At Skookum, we deal a lot with digital security issues. We have to ensure that the code we’re writing is both efficient and secure. Sometimes projects even require adhering to strict guidelines and regulations like HIIPA.

I like exploring the security aspect of what we do, and I hang with a group of like-minded guys from the FALE Association of Locksport Enthusiasts ("FALE"). We’re a group that focuses on removing the obscurity from physical security, because if you’ve got the strongest code in the world, and it is stored at a data center protected by a rent-a-cop and a $10 deadbolt, you could be in for a world of hurt since physical access is the easiest way around digital security there is (more on that in the video below).

I’ve been picking locks with the guys at FALE for about 6 months now. I’m by no means a professional locksmith, nor am I going to burgle your home. I pick locks for fun, camaraderie with friends,  and informational value. It’s like a game… a puzzle, if you will. My wife plays sudoku for fun and to keep her mental sharpness, I pick locks.

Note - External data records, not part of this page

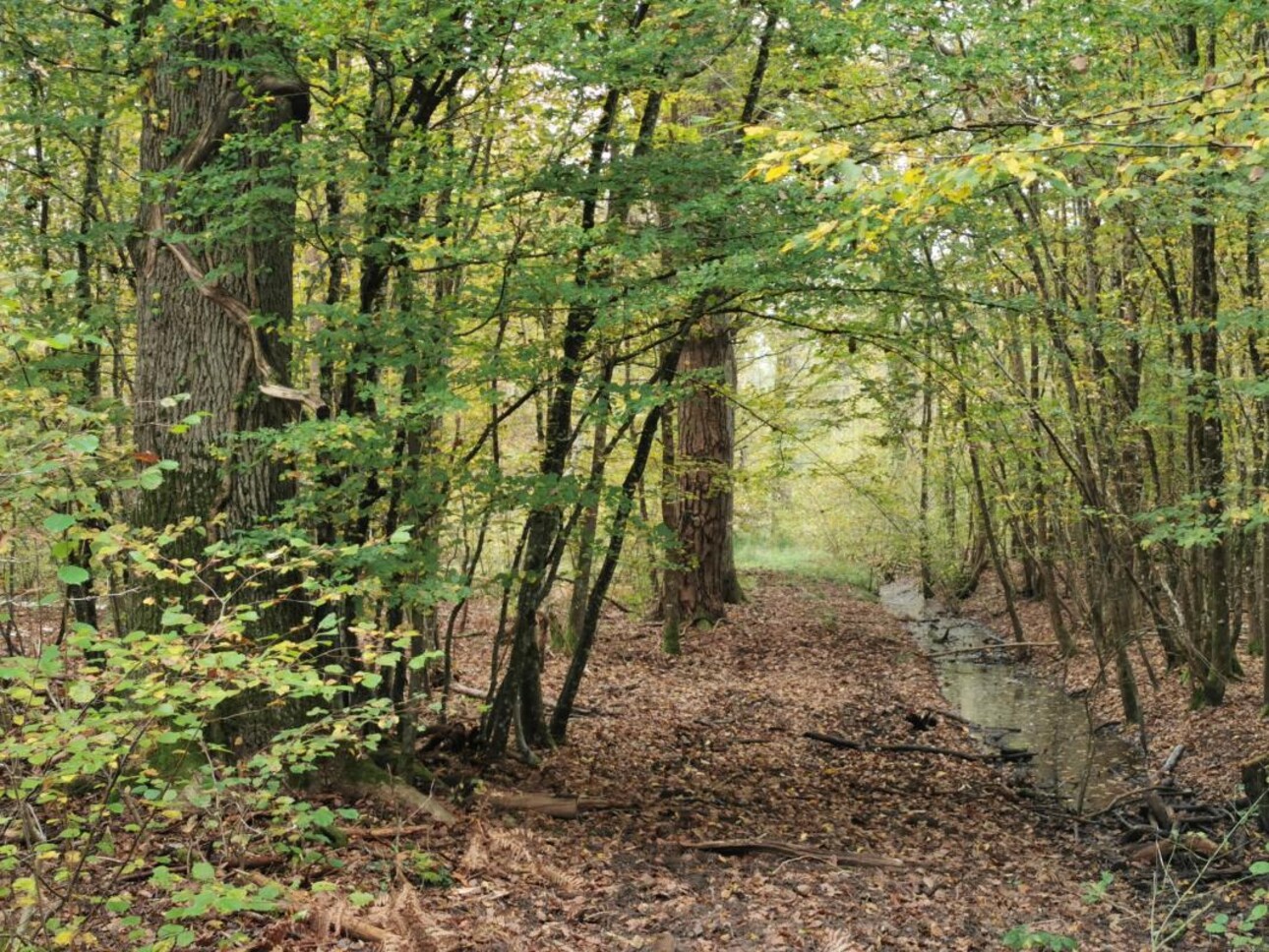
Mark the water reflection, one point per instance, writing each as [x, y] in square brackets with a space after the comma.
[1014, 708]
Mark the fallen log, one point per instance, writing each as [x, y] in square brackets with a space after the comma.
[1173, 758]
[561, 807]
[1255, 782]
[740, 847]
[1004, 755]
[953, 651]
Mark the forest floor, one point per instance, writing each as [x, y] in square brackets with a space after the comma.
[708, 746]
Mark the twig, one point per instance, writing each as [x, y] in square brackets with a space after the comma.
[297, 903]
[739, 847]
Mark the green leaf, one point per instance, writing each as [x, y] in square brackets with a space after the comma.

Now I realize that some people may cry, "FOUL" when I talk about picking locks since the knowledge I gain from doing so could, in fact, be used for nefarious purposes. Passing that information onto others may even spur stronger feelings since I have no clue if what I’m teaching could get into the wrong hands.

Lets get a few things straight here before we proceed:

  1. Picking a lock that you own or have permission to pick is not illegal.

  2. Possession of lock picking tools is legal in most states. Possession and use of lock picks is considered equivalent to the possession of a crowbar or any other tool that may or may not be used in a burglary, but laws vary by state and most states require proof of illegal intent in order to prosecute. In the great state of North Carolina, having lock picks on your person is completely legal (unless you misrepresent yourself as a certified locksmith or receive compensation for picking locks without state certification).

  3. Disseminating information on the security of certain types and brands of locks should be considered a service to the community since it increases awareness of security and allows consumers to make an informed decision on their lock purchase.

  4. If a burglar really wants to get into your home, the likely avenue of entry will not be picking your deadbolt… they’ll pick up a rock and throw it through a window (the infamous "smash-n-grab"). Increased knowledge among the public on picking locks will NOT increase illegal activity.